The family moved to Georgia before his junior year of high school. Brown initially committed to Tennessee, which backed off in the lead-up to National Signing Day in 2014, worried about Brown’s grades. The family had suffered as Brown dealt with the fallout of his father’s death and the subsequent move.
Oklahoma was willing to take him. Brown redshirted there his first year – too much depth ahead of him – but then he took over at left tackle in 2015 and hasn’t let go, starting 39 games there in three years. He was second-team All-Big 12 as a redshirt freshman, second-team All-American last year and all-everything this year.
Baker Mayfield is the star, but in many ways, Brown is the facilitator. Listed at 6-foot-8 and 345 pounds, Brown makes Georgia guard Ben Cleveland — known as Big Ben — look like Isaiah McKenzie.
Georgia did recruit him and could have used him during the next few seasons. But Brown also wasn’t that highly ranked. He was a 3-star recruit according to 247Sports, Scout, Rivals and ESPN, only the 35th-ranked offensive tackle nationally per ESPN. Besides academics, he also needed to cut down his body fat.
Both were straightened out at Oklahoma – he’s a good student and a good athlete – and now he’s ready to try to beat the sort-of home-state team.
“I’ve actually watched a lot of film [of Georgia]. They’re great, man,” Brown said. “They’ve got a great front seven. They’ve got a bunch of big names, a bunch of guys that are making consistent plays for them.”

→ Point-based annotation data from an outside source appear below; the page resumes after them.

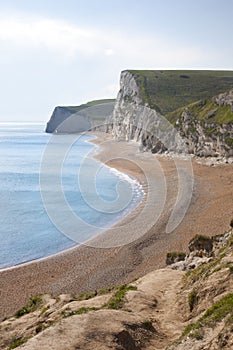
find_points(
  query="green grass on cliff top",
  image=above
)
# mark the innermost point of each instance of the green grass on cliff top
(167, 91)
(205, 110)
(89, 104)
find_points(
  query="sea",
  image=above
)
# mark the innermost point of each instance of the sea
(46, 180)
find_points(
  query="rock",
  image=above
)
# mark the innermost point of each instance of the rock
(201, 244)
(134, 119)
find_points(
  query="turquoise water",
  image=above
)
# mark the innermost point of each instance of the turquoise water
(27, 230)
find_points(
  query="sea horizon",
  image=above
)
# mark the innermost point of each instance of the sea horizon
(27, 233)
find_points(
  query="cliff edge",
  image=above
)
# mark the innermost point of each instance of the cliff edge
(80, 118)
(188, 305)
(177, 111)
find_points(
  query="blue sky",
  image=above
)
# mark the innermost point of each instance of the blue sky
(67, 52)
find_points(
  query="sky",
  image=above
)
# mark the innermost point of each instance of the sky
(68, 52)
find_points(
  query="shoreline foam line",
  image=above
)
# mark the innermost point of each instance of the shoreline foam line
(121, 174)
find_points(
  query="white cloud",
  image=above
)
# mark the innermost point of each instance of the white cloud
(70, 41)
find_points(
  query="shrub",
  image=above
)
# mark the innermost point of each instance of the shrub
(231, 223)
(173, 257)
(192, 299)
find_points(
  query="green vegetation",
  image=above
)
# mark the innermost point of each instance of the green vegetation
(202, 271)
(32, 305)
(206, 111)
(174, 256)
(216, 313)
(192, 299)
(90, 104)
(17, 342)
(46, 308)
(231, 223)
(96, 110)
(117, 300)
(167, 91)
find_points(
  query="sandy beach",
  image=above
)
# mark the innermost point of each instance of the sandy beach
(86, 268)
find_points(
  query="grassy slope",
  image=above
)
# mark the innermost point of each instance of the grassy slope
(205, 110)
(89, 104)
(96, 114)
(167, 91)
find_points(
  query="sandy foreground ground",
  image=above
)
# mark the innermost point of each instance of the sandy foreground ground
(139, 243)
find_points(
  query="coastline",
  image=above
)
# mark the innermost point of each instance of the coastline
(81, 269)
(123, 170)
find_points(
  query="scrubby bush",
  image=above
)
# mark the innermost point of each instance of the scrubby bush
(173, 257)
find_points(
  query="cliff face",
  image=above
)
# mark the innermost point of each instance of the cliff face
(80, 118)
(134, 119)
(186, 306)
(63, 121)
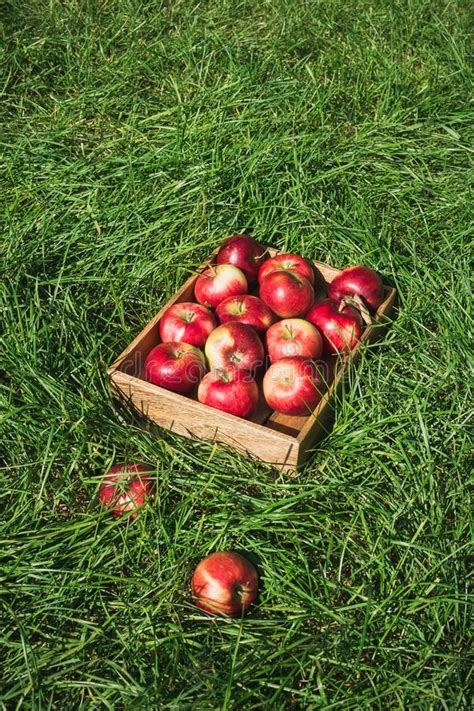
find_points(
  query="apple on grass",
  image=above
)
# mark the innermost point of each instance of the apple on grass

Then Brown ticked off the players by their jersey numbers: “Seventeen [Davin Bellamy] is a guy that makes a lot of plays in crunch time for them. Obviously 7 [Lorenzo Carter], he makes plays here and there. Three [Roquan Smith] is great for them. Seventy-eight [Trenton Thompson]. I’ve seen 97 [John Atkins] make some plays here and there for them. So they’re loaded, man. They’ve got a lot of talent.”
That sets up a great matchup between Oklahoma’s high-powered offense and Georgia’s stingy defense. But it’s also a Big 12 offense, and the skeptics say that when one of those offenses runs into an SEC defense, it gets stopped.
Brown was asked if that was motivating.
“Very motivating,” Brown said. “I actually shall continue to say that it’s very important to our success to hear that narrative. I think that’s what’s going to drive us to hear that for the next three weeks. We look forward to the matchup.”